Smallness of cut-off functions at critical Sobolev regularity

It is well known and easy to verify that (Exercise 14 p. 309 in [1]) $$ \log\Big|\log\sqrt{x^2+y^2}\Big|\in H^1(B^2(0,e^{-1})) $$ so the trace of this function on the $x$-axis belongs to the trace space $$ f(x)=\log\Big|\log|x|\Big|\in H^{1/2}((-e^{-1},e^{-1})). $$ Let $$ f_t(x)=\begin{cases} 0 & \text{if } f(x)\leq t\\ f(x)-t & \text{if } t\leq f(x)\leq 2t\\ t & \text{if } f(x)\geq 2t \end{cases} $$ be a truncation of the function $f$ between the levels $t$ and $2t$, $t>0$. Then $f_t\in H^{1,2}$ and $\Vert f_t\Vert_{1/2}\leq\Vert f\Vert_{1/2}$. Indeed, the space $H^{1/2}(\mathbb{R})$ is equipped with the norm $$ \Vert u\Vert_{1/2}= \Vert u\Vert_2+ \left(\int_{\mathbb{R}}\int_{\mathbb{R}}\frac{|u(x)-u(y)|^2}{|x-y|^2}\, dx\, dy\right)^{1/2}. $$ Since $|f_t|\leq|f|$ and $|f_t(x)-f_t(y)|\leq |f(x)-f(y)|$, it immediately follows that $\Vert f_t\Vert_{1/2}\leq\Vert f\Vert_{1/2}$. Therefore $$ \left\Vert\frac{1}{t}f_t\right\Vert_{1/2}\leq \frac{1}{t}\Vert f\Vert_{1/2}\to 0 \quad \text{as $t\to\infty$.} $$ The function $t^{-1}f_t$ equals $1$ near $0$ and it has compact support so approximating this function by convolution we can obtain a function $g_t\in C_0^\infty(\mathbb{R})$ such that $g_t=1$ near $0$ and $\Vert g_t\Vert_{1/2}<\varepsilon$, provided $t$ is sufficiently large.
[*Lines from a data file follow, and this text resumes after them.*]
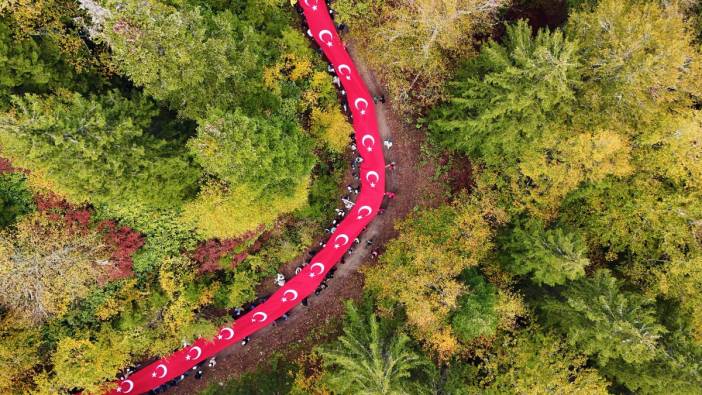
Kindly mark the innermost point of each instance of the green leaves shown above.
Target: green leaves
(95, 149)
(504, 98)
(363, 361)
(605, 321)
(15, 198)
(270, 154)
(550, 256)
[1] L. C. Evans, Partial differential equations. Second edition. Graduate Studies in Mathematics, 19. American Mathematical Society, Providence, RI, 2010.
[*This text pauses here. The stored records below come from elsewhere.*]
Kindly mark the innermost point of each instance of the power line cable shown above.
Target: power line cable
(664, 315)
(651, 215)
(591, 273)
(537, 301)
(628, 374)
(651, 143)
I now think this is indeed possible, and here's a sketch of my current ideas: I want to use the formula $$ \|f\|_{H^{1/2}}^2 \simeq \|f\|_2^2 + \int\!\!\int \left( \frac{f(y)-f(x)}{y-x} \right)^2 \, dxdy $$ to compute the $H^{1/2}$ norms. I'll focus on our function on $x<0$, and I'll let it increase from $0$ to $1$ on $[-\epsilon, 0]$ (in general, it seems clear that passing to the increasing rearrangement will only decrease the $H^{1/2}$ norm).

If we just use a linear function, then we obtain a contribution of $1$ from the double integral. Now split this up (in Cantor function style) and do the increase on two tiny intervals $I_j$ of size $\delta\ll\epsilon$ each, and $f=1/2$ on an interval in the middle of length almost $\epsilon$.

The point is that now the portion of the double integral with $x,y\in I_j$ for fixed $j$ is only $1/4$. There are two of these, so the overall contribution is $1/2$, but that still improves by a factor of $2$ what I had before.

The contributions with $x\in I_j$, $y\notin I_j$ (or the other way around) can be kept small by taking $\delta$ sufficiently small.

Now we can iterate this procedure. It seems clear (but I haven't proved it formally) that my future antics on the $I_j$'s will not dramatically change the contributions discussed in the previous paragraph, so each step should gain me roughly a factor of $2$.

It is well known that the $H^{1/2}( R)$ norm does not control the $L^\infty$ norm. This means that there exists a sequence of test functions whose $H^{1/2}$ norm tends to zero, and whose maximum value is >2. Since norms are translation invariant, this gives the sequence you are looking for.

Concerning the failure of the continuous embedding $H^{1/2} \subset L^\infty$, the proof I know is indirect and I do not know explicit counterexamples, like the elementary ones e.g. for the failure of $ W^{1,n}(R^n)\subseteq L^\infty(R^n)$ (essentially $\log|x|$), but of course there may be some explicitly constructions.